You can take gold out of the standard, but you can't take the standard out of gold

In the latest Buttonwood post at the Economist entitled "Paper promises, golden hordes," the writer notes that gold is coming back into vogue. The price has tripled over the last six years, says another researcher, David Ranson of Wainwright Economics.

It looks like the public has decided that paper money isn't so attractive at this conjuncture, and even some central banks are thinking along those lines, to wit Russia, China, and India.

All this makes perfect sense. Gold is not only a store of value; it's a barometer for currencies.

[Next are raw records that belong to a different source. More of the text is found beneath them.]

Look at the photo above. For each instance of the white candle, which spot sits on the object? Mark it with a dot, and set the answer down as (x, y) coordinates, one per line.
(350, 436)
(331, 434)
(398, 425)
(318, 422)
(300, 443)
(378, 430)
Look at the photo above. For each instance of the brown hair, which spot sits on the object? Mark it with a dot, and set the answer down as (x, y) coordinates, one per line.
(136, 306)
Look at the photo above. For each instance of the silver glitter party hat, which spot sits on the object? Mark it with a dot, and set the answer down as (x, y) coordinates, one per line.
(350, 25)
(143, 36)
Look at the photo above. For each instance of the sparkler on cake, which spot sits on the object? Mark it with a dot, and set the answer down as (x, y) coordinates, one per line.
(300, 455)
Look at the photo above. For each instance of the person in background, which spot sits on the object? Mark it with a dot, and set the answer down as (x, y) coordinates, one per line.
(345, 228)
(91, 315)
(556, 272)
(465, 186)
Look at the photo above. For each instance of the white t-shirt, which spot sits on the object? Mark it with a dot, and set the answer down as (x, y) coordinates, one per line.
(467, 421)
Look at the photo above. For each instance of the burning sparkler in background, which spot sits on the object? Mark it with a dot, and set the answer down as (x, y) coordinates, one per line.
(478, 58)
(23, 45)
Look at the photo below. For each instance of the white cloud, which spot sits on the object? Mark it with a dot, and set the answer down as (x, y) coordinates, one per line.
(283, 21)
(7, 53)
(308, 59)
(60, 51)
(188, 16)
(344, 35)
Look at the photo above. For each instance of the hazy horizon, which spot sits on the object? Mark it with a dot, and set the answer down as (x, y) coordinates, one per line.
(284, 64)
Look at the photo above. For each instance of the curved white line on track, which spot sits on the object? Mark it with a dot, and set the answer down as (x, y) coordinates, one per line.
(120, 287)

This flies in the face of a recent paper by Barry Eichengreen and Douglas Irwin, cited in the Buttonwood post. These two economists have come to the conclusion that "[d]ropping gold did work" i.e. that abandoning the gold standard has somehow shortened recessions and reduced the inclination to raise as many tariffs.

Other economists would disagree. They hold that, in fact, dropping the gold standard and instituting a process of monetary expansion through a central bank is what caused the distortions in the economy in the first place, which in turn led to the recessions and even the Great Depression itself.

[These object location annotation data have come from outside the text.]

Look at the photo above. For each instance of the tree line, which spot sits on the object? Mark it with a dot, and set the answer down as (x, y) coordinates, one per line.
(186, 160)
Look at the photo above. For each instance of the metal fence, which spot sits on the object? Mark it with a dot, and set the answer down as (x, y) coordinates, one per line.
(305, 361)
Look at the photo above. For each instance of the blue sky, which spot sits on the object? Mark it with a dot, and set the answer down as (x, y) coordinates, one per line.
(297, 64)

I particularly love this statement: "When countries on the gold standard suffered a shock [my italics] they had to let the real economy, rather than their currencies, take the strain." Countries don't just "suffer a shock." Distortions in the economy cause shocks. And according to some economists, central bank responsibility is involved in every recession and depression since the Fed's creation. Like SUVs, economies don't just drive off the road.

We may never find ourselves back on a gold standard as that institution was understood in 1900; however, I believe the world is on a de facto gold standard, by the very nature of this unique metal. Push will come to shove soon, as the Buttonwood post explains:

"[F]oreign creditors have a right to be more suspicious of debtor countries. Even if they do not resort to outright default, they can always achieve partial default through currency depreciation.

"Indeed, the law of volatility can be invoked again. Developed-country governments have attempted to control bond yields through quantitative easing and to support stock markets through ultra-low interest rates. But they cannot support their currencies as well without risking problems in the bond and equity markets. Gold's surge may indicate that investors fear the next stage of the crisis will occur in the foreign-exchange markets."

You can bet your bottom dollar on that one. And with jawboning for China to reevaluate its currency (watch out what you wish for), Australia hiking its interest rates (twice already), and the dollar reaching new lows (how low can it go?), gold will start to look better than ever.